Project Team

E. John Wherry PhD: Professor and Chair, Department of Systems Pharmacology and Translational Therapeutics, Director Institute for Immunology, UPENN

Mark Painter PhD: Postdoctoral fellow, Wherrylab. Expertise in human T cell biology and SARS-CoV-2 vaccine responses

Allie Greenplate PhD: Adjunct Assistant Professor, Department of Systems Pharmacology and Translational Therapeutics, Director Immune Health Platform, UPENN

Nuala Meyer MD, MS: Associate Professor of Medicine, Division of Critical Care, UPENN

Ben Abramoff MD, MS: Assistant Professor of Clinical Physical Medicine and Rehabilitation and Director of the Post-COVID Assessment and Recovery Clinic, UPENN

Michael Harhay PhD, MPH: Assistant Professor of Epidemiology and Medicine, UPENN

Project Summary:

Project lead Dr. John Wherry

This project will determine if CD8 T cells specific for SARS-CoV-2 proteins can be used as blood-based biosensors of SARS-CoV-2 persistence in individuals with Long COVID. The project team will use advanced methods including high resolution profiling of SARS-CoV-2 specific CD8 T cell populations in Long COVID individuals versus controls to identify differences in numbers and/or activation state that might indicate evidence of SARS-CoV-2 persistence. They will additionally employ transcriptional profiling to interrogate T cell perception of viral persistence in Long COVID. This will be achieved by isolating SARS-CoV-2 specific CD8 T cells and performing advanced sequencing to define changes that might occur in Long COVID patients. 

 Project background: 

A central area of Long COVID research centers on determining if patients with the condition continue to harbor the SARS-CoV-2 virus in a persistent “reservoir” after acute infection. The adaptive immune response can be used as a sensitive detector of viral persistence because, with transcription-based technologies, scientists can elucidate the specific stage of a T cell’s lifespan, including the very recent detection of a specific antigen (such as that created by SARS-CoV-2). It follows that T cell activity and status can be measured to infer the presence of a viral reservoir in Long COVID individuals. 

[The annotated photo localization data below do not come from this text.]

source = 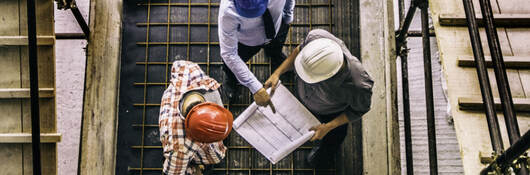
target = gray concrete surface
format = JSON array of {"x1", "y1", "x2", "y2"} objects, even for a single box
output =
[{"x1": 54, "y1": 1, "x2": 89, "y2": 175}]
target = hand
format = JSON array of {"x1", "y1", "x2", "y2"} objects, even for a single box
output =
[
  {"x1": 309, "y1": 124, "x2": 332, "y2": 141},
  {"x1": 253, "y1": 88, "x2": 276, "y2": 113},
  {"x1": 264, "y1": 74, "x2": 280, "y2": 96}
]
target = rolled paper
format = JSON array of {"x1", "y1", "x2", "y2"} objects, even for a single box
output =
[
  {"x1": 233, "y1": 103, "x2": 258, "y2": 129},
  {"x1": 269, "y1": 131, "x2": 315, "y2": 164}
]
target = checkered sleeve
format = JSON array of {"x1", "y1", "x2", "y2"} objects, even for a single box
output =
[
  {"x1": 160, "y1": 86, "x2": 193, "y2": 175},
  {"x1": 190, "y1": 141, "x2": 227, "y2": 165}
]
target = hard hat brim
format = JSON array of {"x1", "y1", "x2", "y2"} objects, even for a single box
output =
[{"x1": 294, "y1": 39, "x2": 344, "y2": 84}]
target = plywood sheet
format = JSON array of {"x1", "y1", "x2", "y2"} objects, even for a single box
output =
[
  {"x1": 428, "y1": 0, "x2": 530, "y2": 174},
  {"x1": 496, "y1": 0, "x2": 530, "y2": 14},
  {"x1": 23, "y1": 143, "x2": 57, "y2": 175},
  {"x1": 0, "y1": 0, "x2": 56, "y2": 174},
  {"x1": 0, "y1": 1, "x2": 24, "y2": 174},
  {"x1": 521, "y1": 70, "x2": 530, "y2": 97},
  {"x1": 0, "y1": 144, "x2": 23, "y2": 175}
]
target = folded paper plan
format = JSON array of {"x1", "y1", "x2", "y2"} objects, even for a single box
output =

The project team members have decades of experience in the study of T cell activity in chronic viral infection. They have recently taken advantage of these properties of T cells to interrogate T cell activity in several different settings of human biology including using T cells as sensitive probes of influenza vaccine responses, to predict adverse events in cancer immunotherapy, and as biosensors of aging. They will now exploit this concept to investigate if T cell responses (including in response to specific SARS-CoV-2 antigens) can be measured in Long COVID individuals to serve as biosensors of SARS-CoV-2 persistence. The results should provide new insights into persisting viruses as a potential mechanism of Long COVID and would support (or potentially refute) future approaches such as antiviral therapy and/or therapeutic vaccination in Long COVID.